Eriksen himself, characteristically, seems to be looking forward rather than back. He has spent years proving that a footballer with an ICD can compete at the highest level, win caps, contribute to major clubs, and live a full professional life. Sunday tested that framework and the framework held. That is, ultimately, what the past five years of careful medical management, regulatory navigation, and personal determination were designed to produce.
Frequently Asked Questions
When Eriksen collapsed at the 65-minute mark, the ICD fitted to his chest detected a dangerous heart rhythm and delivered an automatic shock to restore a normal beat. This internal intervention happened before any external medical assistance was required, which is why Eriksen was able to walk off the pitch under his own power and was home with his family by Monday morning rather than requiring intensive care.
One type sits under the skin near the armpit and functions primarily as a miniature defibrillator.
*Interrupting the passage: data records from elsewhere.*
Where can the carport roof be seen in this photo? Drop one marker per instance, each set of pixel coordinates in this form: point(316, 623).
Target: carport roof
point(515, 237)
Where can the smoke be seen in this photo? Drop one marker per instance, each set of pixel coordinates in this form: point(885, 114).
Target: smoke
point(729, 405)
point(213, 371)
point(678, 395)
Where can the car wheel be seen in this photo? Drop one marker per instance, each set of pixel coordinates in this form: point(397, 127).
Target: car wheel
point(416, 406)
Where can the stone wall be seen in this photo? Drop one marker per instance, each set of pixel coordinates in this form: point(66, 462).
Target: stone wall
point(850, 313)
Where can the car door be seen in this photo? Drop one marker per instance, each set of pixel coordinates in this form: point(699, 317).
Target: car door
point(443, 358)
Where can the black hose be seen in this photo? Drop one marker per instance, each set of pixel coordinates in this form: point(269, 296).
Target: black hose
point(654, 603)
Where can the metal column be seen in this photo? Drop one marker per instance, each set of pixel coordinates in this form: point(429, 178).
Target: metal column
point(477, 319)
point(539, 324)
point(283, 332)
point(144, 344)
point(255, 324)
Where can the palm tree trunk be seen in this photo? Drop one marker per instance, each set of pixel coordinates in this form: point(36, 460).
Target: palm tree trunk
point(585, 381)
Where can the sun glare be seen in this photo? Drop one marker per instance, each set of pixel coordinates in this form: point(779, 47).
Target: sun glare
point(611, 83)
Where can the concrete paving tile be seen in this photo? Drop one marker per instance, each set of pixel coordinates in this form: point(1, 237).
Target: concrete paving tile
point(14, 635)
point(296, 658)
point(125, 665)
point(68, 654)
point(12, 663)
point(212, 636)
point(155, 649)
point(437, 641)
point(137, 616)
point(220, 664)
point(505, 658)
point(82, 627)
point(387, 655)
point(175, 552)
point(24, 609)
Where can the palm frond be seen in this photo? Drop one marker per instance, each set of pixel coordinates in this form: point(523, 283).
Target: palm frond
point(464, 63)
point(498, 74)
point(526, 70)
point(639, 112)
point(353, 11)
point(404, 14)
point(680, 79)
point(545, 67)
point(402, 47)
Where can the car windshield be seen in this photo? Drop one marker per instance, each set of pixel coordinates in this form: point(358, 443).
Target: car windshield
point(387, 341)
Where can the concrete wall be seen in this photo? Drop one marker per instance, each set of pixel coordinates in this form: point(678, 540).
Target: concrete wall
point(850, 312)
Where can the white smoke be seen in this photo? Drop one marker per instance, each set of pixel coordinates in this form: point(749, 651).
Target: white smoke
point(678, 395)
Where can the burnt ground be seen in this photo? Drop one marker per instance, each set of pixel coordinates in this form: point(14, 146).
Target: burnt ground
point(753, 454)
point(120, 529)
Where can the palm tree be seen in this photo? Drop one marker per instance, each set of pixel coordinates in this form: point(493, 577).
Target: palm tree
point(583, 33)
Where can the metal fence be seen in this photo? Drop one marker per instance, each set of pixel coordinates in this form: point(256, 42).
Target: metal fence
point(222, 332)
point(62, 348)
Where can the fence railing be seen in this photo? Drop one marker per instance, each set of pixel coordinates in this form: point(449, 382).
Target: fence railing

The second is fitted just below the collarbone and can also send a regular electrical signal when the heart is beating too slowly, making it closer in function to a pacemaker as well as a defibrillator. The article refers to Denmark's team doctor confirming that Eriksen's "pacemaker responded as it should," which suggests he carries the second type.
Malhotra's point is that an ICD monitors heart rhythm around the clock and acts automatically the moment a dangerous rhythm is detected, without relying on pitchside staff to identify the emergency, reach the patient, and begin CPR. In 2021, Eriksen required external resuscitation from medical staff in a situation that unfolded in real time and in public, whereas on Sunday no such external intervention was necessary because the device had already acted.
The article states that the match was stopped at the 65-minute mark when Eriksen collapsed and was subsequently abandoned entirely, but does not provide the specific reasoning behind that decision. Given the distressing scenes inside the stadium and the effect on both players and supporters, the abandonment appears to have been a welfare-based call by officials, though the article does not quote any governing body on the rationale.
In an Instagram statement on Monday, Eriksen wrote that receiving a shock from his ICD had "a major effect on both me and my family" but was clear that "this was a different situation from what happened in 2021." He also confirmed that his "recovery has already started," signalling that the medical outcome was significantly less severe than his original cardiac arrest four years earlier.